L'impressionnant bras de fer entre le président et le premier ministre de Somalie
Des militaires lourdement armés se sont déployés mardi dans des secteurs stratégiques de Mogadiscio, alors que la Somalie s’enfonce dans une crise politique.
Des soldats loyaux au Premier ministre Mohamed Hussein Roble ont pris position aux alentours du palais présidentiel, au lendemain de l'annonce de sa destitution par le président Mohamed Abdullahi Mohamed, alias Farmajo. "Ils ne sont pas loin des principaux check-points entourant le palais présidentiel, ils sont équipés de mitrailleuses lourdes et de lance-roquettes", a affirmé un résident du quartier.
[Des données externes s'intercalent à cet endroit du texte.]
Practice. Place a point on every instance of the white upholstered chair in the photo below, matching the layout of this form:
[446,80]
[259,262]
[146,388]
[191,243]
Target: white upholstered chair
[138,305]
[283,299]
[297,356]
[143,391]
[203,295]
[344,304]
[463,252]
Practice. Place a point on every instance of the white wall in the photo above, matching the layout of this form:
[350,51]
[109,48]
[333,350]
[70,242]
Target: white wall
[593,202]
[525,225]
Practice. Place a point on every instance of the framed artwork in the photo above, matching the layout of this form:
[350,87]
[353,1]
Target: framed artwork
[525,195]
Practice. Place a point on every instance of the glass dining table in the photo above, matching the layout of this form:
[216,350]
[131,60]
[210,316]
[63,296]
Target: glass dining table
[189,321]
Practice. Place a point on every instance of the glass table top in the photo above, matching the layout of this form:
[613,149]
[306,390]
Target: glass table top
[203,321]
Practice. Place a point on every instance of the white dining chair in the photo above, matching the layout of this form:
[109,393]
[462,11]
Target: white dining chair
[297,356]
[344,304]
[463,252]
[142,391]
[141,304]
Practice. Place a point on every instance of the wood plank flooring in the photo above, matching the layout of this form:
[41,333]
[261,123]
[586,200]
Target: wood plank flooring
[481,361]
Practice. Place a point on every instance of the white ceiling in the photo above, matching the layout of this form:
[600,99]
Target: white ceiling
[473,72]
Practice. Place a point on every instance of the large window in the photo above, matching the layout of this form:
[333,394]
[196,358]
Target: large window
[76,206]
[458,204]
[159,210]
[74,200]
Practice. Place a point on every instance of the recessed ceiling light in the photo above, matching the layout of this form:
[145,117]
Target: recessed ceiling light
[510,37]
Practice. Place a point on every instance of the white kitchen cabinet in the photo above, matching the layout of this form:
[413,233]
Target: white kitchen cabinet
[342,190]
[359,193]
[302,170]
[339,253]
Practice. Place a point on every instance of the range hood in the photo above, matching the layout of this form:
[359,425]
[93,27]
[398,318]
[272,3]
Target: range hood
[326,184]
Bras de fer entre deux puissants
Entamé il y a plusieurs mois, le bras de fer entre le Président, 59 ans, et son Premier ministre, 58 ans, s'est durci ces derniers jours. Le président Farmajo a d'abord retiré samedi à son Premier ministre la charge d'organiser les élections attendues depuis le début de l'année, puis, lundi, l'a "suspendu" en l'accusant d'être impliqué dans une affaire de corruption.
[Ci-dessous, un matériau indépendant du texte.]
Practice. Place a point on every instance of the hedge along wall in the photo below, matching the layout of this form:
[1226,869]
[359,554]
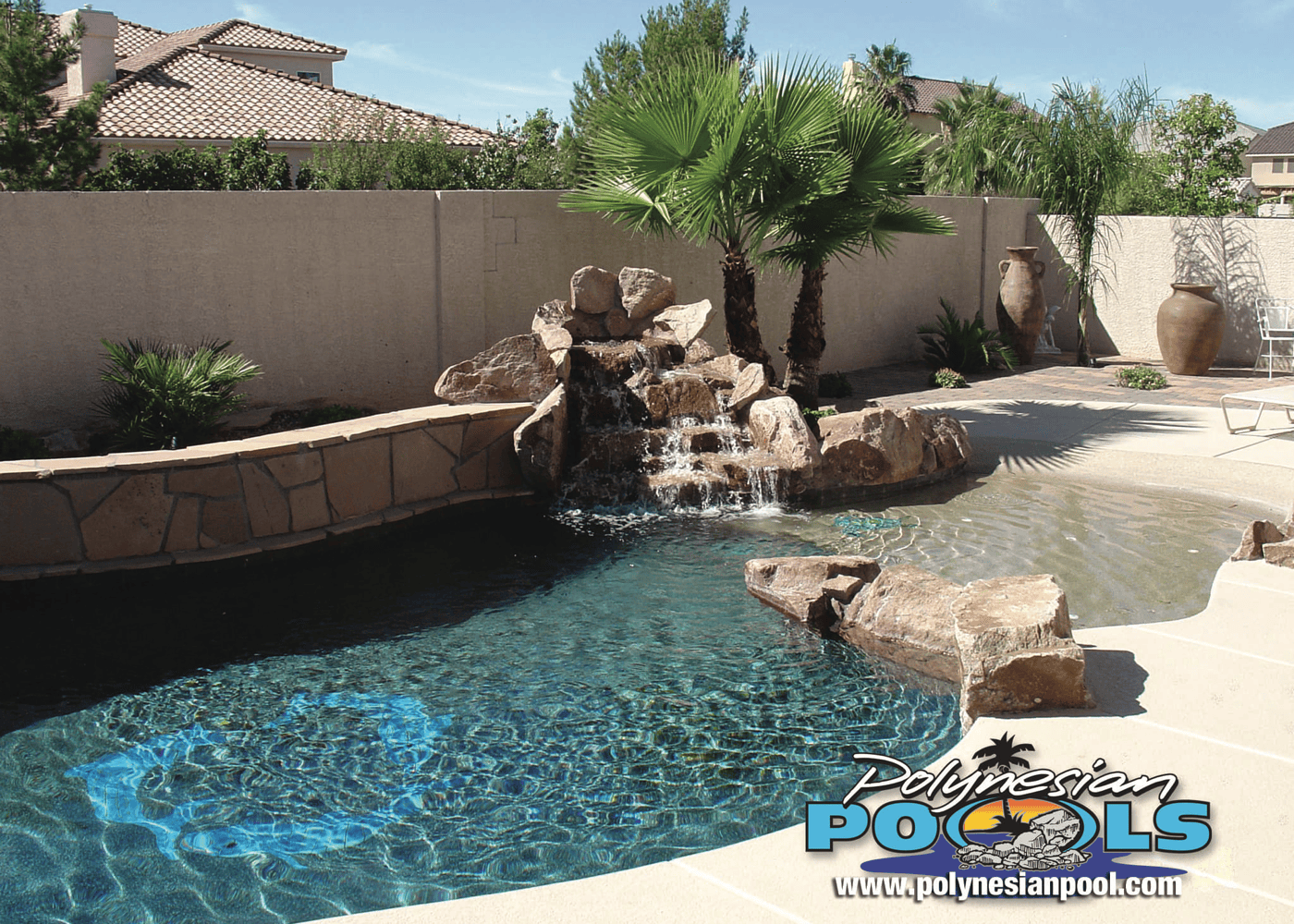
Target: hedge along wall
[228,500]
[365,297]
[1142,255]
Le Premier ministre Roble a répliqué lundi en accusant le Président de chercher à commettre "un coup d'État contre le gouvernement, la Constitution et les lois du pays". "Comme le Président a apparemment décidé de détruire les institutions gouvernementales […], j'ordonne à toutes les forces nationales somaliennes de travailler sous le commandement du bureau du Premier ministre à partir d'aujourd'hui", a déclaré Roble lors d'une conférence de presse lundi.
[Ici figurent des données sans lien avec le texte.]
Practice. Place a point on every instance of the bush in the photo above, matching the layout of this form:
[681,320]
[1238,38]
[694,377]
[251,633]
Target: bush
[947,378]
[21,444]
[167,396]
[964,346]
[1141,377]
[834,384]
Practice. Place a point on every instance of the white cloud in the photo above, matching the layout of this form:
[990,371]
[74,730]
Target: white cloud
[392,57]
"Certains milieux politiques et chefs traditionnels ont commencé à discuter avec les deux camps pour désamorcer la crise, mais les efforts sont toujours en cours", a indiqué, sous couvert d'anonymat, un responsable au sein du bureau présidentiel.
Washington "prêt à intervenir"
La section Afrique du département d'État américain a affirmé lundi que Washington était "prêt à intervenir contre ceux qui font obstruction sur le chemin de la paix en Somalie". "La tentative de suspension de Mohamed H. Roble est inquiétante et nous soutenons ses efforts en faveur d'élections rapides et crédibles", a ajouté sur Twitter le département d'État américain en appelant "toutes les parties à éviter l'escalade dans leurs actions et dans leurs déclarations".
Un espoir déçu
Lors de son élection en février 2017, Farmajo incarnait l’espoir, malgré un processus électoral entaché de nombreuses accusations de corruption et manipulations de vote : il était issu du clan Darod, après plusieurs prédécesseurs Hawiyes. De son bref passage au poste de Premier ministre - huit mois en 2010 et 2011 -, la population se souvenait d’un homme ayant créé une commission anticorruption et introduit des salaires mensuels pour les soldats.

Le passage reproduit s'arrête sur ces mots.